Selenskyj: "Wir kämpfen weiter"
Mit einem knapp vierminütigen Videoclip hat sich der ukrainische Präsident Wolodymyr Selenskyj am späten Sonntagnachmittag an die Teilnehmer des unter dem Motto "YesWeCare" stehenden Ukraine-Benefizkonzerts am Wiener Heldenplatz gewandt. "Wir kämpfen weiter", lautete die zentrale Botschaft der mit Musik und erschütternden Bildern von Einschlägen und Explosionen untermalten Rede, in der er einen Waffenstillstand forderte und proklamierte: "Frieden ist die einzige Wahl!"

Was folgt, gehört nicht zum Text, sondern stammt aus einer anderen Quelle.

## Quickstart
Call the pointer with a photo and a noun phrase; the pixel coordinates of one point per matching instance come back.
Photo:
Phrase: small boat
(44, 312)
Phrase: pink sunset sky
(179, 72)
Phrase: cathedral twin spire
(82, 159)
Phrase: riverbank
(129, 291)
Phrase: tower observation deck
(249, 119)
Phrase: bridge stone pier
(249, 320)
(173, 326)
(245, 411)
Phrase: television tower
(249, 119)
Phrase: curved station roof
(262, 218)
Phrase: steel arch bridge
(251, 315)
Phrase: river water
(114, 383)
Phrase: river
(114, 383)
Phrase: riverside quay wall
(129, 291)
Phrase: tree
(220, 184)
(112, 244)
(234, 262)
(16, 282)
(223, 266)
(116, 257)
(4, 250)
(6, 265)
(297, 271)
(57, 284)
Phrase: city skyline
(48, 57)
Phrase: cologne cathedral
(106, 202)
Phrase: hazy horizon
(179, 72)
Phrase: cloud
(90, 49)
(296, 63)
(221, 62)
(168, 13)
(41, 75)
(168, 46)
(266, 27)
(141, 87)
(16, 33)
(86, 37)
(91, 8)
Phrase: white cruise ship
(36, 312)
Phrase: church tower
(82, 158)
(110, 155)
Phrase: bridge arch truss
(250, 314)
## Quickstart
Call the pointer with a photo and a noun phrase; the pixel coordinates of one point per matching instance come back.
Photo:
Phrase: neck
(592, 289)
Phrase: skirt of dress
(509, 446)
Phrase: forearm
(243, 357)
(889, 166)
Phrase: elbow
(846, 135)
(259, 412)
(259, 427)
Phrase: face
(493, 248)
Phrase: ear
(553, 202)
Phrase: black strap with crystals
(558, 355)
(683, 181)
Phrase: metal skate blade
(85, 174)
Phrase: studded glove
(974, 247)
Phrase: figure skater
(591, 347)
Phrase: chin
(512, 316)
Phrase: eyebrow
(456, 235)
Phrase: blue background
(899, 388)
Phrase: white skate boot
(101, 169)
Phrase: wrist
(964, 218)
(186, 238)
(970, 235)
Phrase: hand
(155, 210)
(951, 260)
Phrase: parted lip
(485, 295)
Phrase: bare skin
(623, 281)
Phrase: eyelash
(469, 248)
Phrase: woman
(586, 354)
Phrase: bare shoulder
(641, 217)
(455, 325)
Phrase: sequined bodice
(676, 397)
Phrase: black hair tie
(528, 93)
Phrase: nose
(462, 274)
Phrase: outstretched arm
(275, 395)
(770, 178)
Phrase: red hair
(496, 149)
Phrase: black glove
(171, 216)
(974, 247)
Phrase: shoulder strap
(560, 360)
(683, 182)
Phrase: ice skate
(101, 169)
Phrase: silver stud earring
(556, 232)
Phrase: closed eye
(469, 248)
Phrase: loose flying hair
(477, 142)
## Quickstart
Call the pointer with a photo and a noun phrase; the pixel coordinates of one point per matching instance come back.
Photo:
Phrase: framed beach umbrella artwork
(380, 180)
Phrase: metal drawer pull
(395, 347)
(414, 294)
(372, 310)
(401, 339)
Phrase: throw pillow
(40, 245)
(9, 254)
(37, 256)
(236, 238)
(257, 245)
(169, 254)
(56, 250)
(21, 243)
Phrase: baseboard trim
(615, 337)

Bei der Zuspielung zwischen den Auftritten der Bands Buntspecht und Cari Cari wurde es still am Heldenplatz, zu dem sich zu diesem Zeitpunkt laut Schätzung des Veranstalters an die 50.000 Menschen in der Abendsonne versammelt hatten. An die angekündigte Maskenpflicht hielt sich jedoch nur ein Bruchteil der Besucherinnen und Besucher. Auch Transparents waren Mangelware. Vereinzelt waren Flaggen und Luftballons zu sehen. Menschen mit Blumen im Haar verbreiteten eher Woodstock- als Demo-Feeling. Doch von der Bühne war die Botschaft eindeutig. Oska formulierte es so: "Kriege sind absolut sinnlos!" Und Lemo erinnerte: "Vergesst nicht zu spenden, dafür san man ja alle da!".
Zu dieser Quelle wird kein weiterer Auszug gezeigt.